En defensa de la libreria  / Eduardo Torres Alonso

Una ciudad sin librerías es un lugar gris. No porque se carezcan de espacios de recreación o porque no se puedan conseguir libros por otros medios, sino porque una librería no vende sólo esos objetos tan aclamados –y despreciados a ratos, como ocurrió con la inenarrable quema de libros por los nazis (nombre, por cierto, que se mantiene lamentablemente para algunas celebraciones de fin de curso de nivel superior–, sino porque ofrecen una experiencia entre la persona y el libro. Una librería es un punto central de la vida comunitaria.

Quienes desprecian la cultura, lo que significa despreciarse a uno mismo, verán en las librerías espacios ociosos, sustituibles e improductivos o, con suerte, sólo como una empresa. Nada más alejado de eso. Ese lugar de compra y recomendación de libros es un punto de reunión entre los que se conocen y los que no. La librería, como sitio de coincidencia, es una politizada, por eso, los regímenes autoritarios las cierran. Libros + revistas + diálogo = pensamiento crítico. Una persona que lee es peligrosa.

La librería es para quien sabe qué quiere y para quien está aprendiendo a decidir. Para aquellos que tardan horas revisando portadas y leyendo contraportadas, como para los que van con una lista determinada o sólo por un título. Para aquellos que prefieren a Peter, de apellido Pan, o a Remedios, la bella. En el mundo hay muchas personas amables y diligentes, entre ellas se cuentan quienes trabajan rodeadas de libros. Claro, no son todas, sino aquellas que adoptan la tarea del librero o de la librera más allá de un trabajo remunerado. Ellas y ellos, conocedores de datos curiosos, nombres de lugares fantásticos y de autoras para cada estado de ánimo, sugieren lo que podría gustar, descartan opciones, rastrean ejemplares. Su trabajo es una historia sin fin.

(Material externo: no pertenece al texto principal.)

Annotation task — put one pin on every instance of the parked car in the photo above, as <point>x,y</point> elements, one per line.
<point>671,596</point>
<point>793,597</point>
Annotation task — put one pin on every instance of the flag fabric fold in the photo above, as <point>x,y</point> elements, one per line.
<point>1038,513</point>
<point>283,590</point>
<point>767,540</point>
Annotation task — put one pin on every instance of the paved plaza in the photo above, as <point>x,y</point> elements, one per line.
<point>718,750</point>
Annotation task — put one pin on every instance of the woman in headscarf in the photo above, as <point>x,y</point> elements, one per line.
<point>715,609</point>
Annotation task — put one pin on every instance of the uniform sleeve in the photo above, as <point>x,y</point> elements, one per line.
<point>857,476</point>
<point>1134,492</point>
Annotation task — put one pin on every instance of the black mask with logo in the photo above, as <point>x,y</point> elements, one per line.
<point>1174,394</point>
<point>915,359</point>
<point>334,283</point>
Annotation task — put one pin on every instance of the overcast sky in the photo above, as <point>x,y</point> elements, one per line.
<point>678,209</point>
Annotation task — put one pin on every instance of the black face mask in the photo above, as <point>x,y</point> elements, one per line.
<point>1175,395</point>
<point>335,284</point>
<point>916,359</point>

Ahora bien, las librerías se enfrentan a un problema: comprar un libro no es barato y los estímulos fiscales gubernamentales para hacerlo asequible no son suficientes. Se necesitan más. Cuando hay crisis, lo último que se piensa es en ir un libro. Ahí el papel relevante de la autoridad para estimular a la industria.

Otro tema aparece cuando se piensa es los espacios librescos. Los grandes sellos editoriales monopolizan el mercado dejando en un lugar marginal a las editoriales independientes, pero ellas tienen a sus parroquianos. La calidad de sus libros y su catálogo autoral es destacable: Ediciones Sin Nombre, Almadía, Malpaís, Sexto Piso, Aldus, Fictia, Nitro Press, entre otras. Y las que desde el ámbito local van contra viento y marea dando voz a mujeres y hombres cuya razón de ser son las letras.

Quienes apuestan por tener una librería, como centro hospitalario, de puertas abiertas, en donde el café o el trago están al alcance, se enfrentan a los atavismos y le apuestan al futuro.

La librería es un símbolo de humanismo; tal vez, el último campo de batalla contra la barbarie que acecha cruzando la calle. Defendámosla.